You have to be surprised by this factoid:
Last year nationwide usage of mass transit was the highest since 1956—a
recent New York Times report gives credit to improved service, local economic
growth in some areas and the folks who don’t grab the car keys when they head
to work in the morning.
But then WashingtonPost.com took the bloom off the rose:
Transit use expressed as “trips per capita” is actually declining when
you factor in population growth, and in fact, mass transit use is tanking
everywhere except in New York City.
The Times said there were 10,650,000,000 passenger trips on buses,
trains and subways in 2013, yes, that number is 10.65 billion….

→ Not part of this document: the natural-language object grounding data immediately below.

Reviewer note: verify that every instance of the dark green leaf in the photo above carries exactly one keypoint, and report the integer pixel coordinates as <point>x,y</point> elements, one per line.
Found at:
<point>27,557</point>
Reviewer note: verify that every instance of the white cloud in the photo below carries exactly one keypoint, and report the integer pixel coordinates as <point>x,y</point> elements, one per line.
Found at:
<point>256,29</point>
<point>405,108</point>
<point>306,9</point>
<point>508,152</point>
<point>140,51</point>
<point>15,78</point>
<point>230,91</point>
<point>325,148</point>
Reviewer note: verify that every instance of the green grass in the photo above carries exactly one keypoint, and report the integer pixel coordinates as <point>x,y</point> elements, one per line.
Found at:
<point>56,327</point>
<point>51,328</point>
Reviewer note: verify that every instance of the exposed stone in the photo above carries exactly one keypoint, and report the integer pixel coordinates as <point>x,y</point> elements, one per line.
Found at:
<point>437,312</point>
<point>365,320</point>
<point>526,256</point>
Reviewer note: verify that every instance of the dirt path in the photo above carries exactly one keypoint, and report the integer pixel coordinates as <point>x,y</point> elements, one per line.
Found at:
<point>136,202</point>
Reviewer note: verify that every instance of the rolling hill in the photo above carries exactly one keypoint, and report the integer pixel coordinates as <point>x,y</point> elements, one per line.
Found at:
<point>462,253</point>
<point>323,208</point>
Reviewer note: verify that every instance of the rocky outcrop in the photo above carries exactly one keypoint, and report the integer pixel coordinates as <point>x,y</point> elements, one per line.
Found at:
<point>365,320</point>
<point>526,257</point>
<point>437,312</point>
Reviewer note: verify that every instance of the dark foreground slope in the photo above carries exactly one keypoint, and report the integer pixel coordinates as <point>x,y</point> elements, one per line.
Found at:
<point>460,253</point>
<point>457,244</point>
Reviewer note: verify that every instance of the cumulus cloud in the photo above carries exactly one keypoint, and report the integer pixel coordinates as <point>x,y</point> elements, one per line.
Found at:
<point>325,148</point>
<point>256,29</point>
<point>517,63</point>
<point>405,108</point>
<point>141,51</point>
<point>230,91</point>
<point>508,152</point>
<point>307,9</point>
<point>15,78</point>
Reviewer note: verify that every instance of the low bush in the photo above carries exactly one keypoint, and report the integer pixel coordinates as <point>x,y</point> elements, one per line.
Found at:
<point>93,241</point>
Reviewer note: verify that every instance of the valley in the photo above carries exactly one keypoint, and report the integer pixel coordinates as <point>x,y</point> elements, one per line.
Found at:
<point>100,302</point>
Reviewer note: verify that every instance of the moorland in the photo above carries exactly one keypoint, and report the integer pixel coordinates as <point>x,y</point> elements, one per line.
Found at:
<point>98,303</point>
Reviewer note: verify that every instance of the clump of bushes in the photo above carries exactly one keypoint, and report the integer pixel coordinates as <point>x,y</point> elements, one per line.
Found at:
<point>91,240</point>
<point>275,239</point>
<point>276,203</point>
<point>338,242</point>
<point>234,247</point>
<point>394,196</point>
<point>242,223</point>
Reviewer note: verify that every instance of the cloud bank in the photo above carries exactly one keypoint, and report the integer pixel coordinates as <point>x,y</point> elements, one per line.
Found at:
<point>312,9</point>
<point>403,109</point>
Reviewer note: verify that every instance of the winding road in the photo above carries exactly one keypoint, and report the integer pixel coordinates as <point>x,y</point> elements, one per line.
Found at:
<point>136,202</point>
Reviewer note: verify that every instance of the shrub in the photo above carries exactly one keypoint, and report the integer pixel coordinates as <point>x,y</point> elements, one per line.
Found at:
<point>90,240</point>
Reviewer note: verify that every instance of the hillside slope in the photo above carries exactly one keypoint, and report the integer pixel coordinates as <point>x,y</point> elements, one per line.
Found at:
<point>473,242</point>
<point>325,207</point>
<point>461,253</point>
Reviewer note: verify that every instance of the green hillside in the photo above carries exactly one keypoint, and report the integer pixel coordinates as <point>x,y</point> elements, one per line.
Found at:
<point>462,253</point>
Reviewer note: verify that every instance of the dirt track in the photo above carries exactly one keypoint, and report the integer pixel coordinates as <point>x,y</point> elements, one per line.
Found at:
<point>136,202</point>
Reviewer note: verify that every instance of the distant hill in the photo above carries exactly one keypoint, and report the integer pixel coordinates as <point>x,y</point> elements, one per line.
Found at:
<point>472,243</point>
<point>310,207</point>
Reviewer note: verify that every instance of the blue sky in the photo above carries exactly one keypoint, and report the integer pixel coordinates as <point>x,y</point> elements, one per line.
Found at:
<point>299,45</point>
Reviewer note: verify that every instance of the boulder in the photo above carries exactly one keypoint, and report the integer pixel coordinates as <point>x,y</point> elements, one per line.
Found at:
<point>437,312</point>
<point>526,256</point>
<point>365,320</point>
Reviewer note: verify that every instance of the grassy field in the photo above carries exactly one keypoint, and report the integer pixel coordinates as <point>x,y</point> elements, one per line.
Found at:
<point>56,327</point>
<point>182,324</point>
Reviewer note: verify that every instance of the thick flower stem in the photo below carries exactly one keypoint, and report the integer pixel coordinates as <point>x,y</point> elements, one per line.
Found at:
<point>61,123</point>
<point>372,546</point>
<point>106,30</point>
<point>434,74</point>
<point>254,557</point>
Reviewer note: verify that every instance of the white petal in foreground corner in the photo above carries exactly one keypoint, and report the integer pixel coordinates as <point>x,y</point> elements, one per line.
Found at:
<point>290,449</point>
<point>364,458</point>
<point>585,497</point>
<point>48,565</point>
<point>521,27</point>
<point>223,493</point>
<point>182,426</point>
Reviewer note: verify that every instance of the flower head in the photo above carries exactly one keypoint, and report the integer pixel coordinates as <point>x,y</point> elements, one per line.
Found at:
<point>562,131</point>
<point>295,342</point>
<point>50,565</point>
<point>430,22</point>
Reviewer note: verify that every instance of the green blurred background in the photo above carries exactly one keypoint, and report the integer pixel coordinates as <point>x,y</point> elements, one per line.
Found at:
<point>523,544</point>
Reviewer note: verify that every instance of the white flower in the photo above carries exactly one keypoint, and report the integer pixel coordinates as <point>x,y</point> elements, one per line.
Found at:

It said an encouraging item is that the volume gain in mass transit use
wasn’t significantly driven by high gas prices—prices at the pump were well
under $4.00 a gallon.
The American Public Transportation Association noted “We’re seeing that where cities have invested in transit, their
unemployment rates have dropped, and employment is going up because people can
get there [to their jobs].”
Yet, the declining number of transit trips per person calls into
question our public funding policies that give 20% of U.S. surface
transportation subsidies to mass transit, which accounts for less than 3% of
passenger trips and passenger miles.
The
Washington Post writers go deeper:
“So
there is no national transit boom . . . Resting our hopes on a transit comeback
distracts from our real transportation problem, which can be summarized in four
words: Driving is too cheap.
Drivers impose costs on society — in delay, in
pollution, in carbon, in wear and tear on our roads — that they don’t pay for.
As a result, many of us drive more than we otherwise would. Ending this
underpriced driving — through higher fuel taxes, parking and congestion charges
and insurance premiums based on miles driven — is a central challenge for
local, state and federal transportation officials . . . Increased subsidies for
public transportation have neither reduced driving nor increased transit use.
But ending subsidies to driving probably would do both.
Ending
these subsidies will be hard work, politically. Yet we will have no incentive
to do this work if Americans continue to believe that transit is making a
comeback on its own. It isn’t. Transit, like the rest of our transportation
system, is in trouble. We need to act quickly to save it.”
We
need to cut our use of private vehicles that burn fossil fuel. More usage of
mass transit—and the accompanying reduction in carbon dioxide going into the
atmosphere—is a step in the right direction toward mitigating the dangerous
impact of human-caused global climate change and global warming.